FIG. 2 illustrates system 200 for determining, in real-time, near real-time, or periodically, the condition of one or more components of machine 101. The system 200 includes a controller 109 for monitoring or managing wear of the machine 101. In one instance, controller 109 may be communicably coupled to the sensors 111. The controller 109 may include any appropriate hardware, software, firmware, etc. to carry out the methods described in this disclosure, including the method of FIG. 5. The controller 109 may include one or more processors, memory, a secondary storage device, communication systems, and/or other appropriate hardware. The processors may be, for example, a single or multi-core processor, a digital signal processor, a microcontroller, a general purpose central processing unit (CPU), a field programmable gate array (FPGA), a graphics processing unit (GPU), and/or other conventional processor or processing/controlling circuit or controller. The processors may embody microprocessors, for example, a single microprocessor or multiple microprocessors.

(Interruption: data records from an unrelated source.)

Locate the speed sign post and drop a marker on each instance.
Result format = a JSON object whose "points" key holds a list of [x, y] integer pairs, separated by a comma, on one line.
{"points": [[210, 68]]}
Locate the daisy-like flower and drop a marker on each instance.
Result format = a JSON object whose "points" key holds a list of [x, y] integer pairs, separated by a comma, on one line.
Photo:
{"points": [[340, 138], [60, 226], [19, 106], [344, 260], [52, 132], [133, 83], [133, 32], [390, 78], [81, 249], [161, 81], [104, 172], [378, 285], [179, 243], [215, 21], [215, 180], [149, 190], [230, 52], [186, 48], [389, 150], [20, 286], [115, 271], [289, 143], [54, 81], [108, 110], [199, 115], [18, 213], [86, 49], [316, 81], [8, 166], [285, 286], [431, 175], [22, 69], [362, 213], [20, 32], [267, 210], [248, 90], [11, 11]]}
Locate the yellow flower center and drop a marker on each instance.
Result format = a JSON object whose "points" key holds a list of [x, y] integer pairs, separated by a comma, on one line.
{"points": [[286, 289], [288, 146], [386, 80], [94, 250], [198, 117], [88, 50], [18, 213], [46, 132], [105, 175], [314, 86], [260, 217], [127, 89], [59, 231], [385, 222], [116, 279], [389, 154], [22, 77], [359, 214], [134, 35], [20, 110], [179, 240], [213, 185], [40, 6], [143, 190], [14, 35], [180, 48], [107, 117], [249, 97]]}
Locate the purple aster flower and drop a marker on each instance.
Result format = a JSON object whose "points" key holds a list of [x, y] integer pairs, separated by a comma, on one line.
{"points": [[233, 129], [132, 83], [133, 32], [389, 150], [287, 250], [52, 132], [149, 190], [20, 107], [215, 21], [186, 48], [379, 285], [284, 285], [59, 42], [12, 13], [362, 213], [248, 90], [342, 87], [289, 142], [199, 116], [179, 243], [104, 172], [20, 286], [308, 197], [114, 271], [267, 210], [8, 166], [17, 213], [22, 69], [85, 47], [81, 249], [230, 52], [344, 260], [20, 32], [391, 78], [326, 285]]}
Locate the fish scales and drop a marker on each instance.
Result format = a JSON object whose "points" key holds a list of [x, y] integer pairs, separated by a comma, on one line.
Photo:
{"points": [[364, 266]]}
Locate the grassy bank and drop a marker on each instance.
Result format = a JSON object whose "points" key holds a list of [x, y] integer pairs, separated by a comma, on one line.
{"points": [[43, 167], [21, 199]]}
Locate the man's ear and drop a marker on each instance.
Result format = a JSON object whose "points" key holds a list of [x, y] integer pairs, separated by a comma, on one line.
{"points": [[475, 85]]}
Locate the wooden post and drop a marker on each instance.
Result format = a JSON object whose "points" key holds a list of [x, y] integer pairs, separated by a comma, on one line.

The memory or secondary storage device associated with controller 109 may be non-transitory computer-readable media that store data and/or software routines that may assist controller 109 in performing its functions. In these aspects, the memory or secondary storage device may include, for example, read-only memory, random access memory, flash or other removable memory, or any other appropriate and conventional memory. Further, the memory or secondary storage device associated with controller 109 may also store data received from the various sensors 111.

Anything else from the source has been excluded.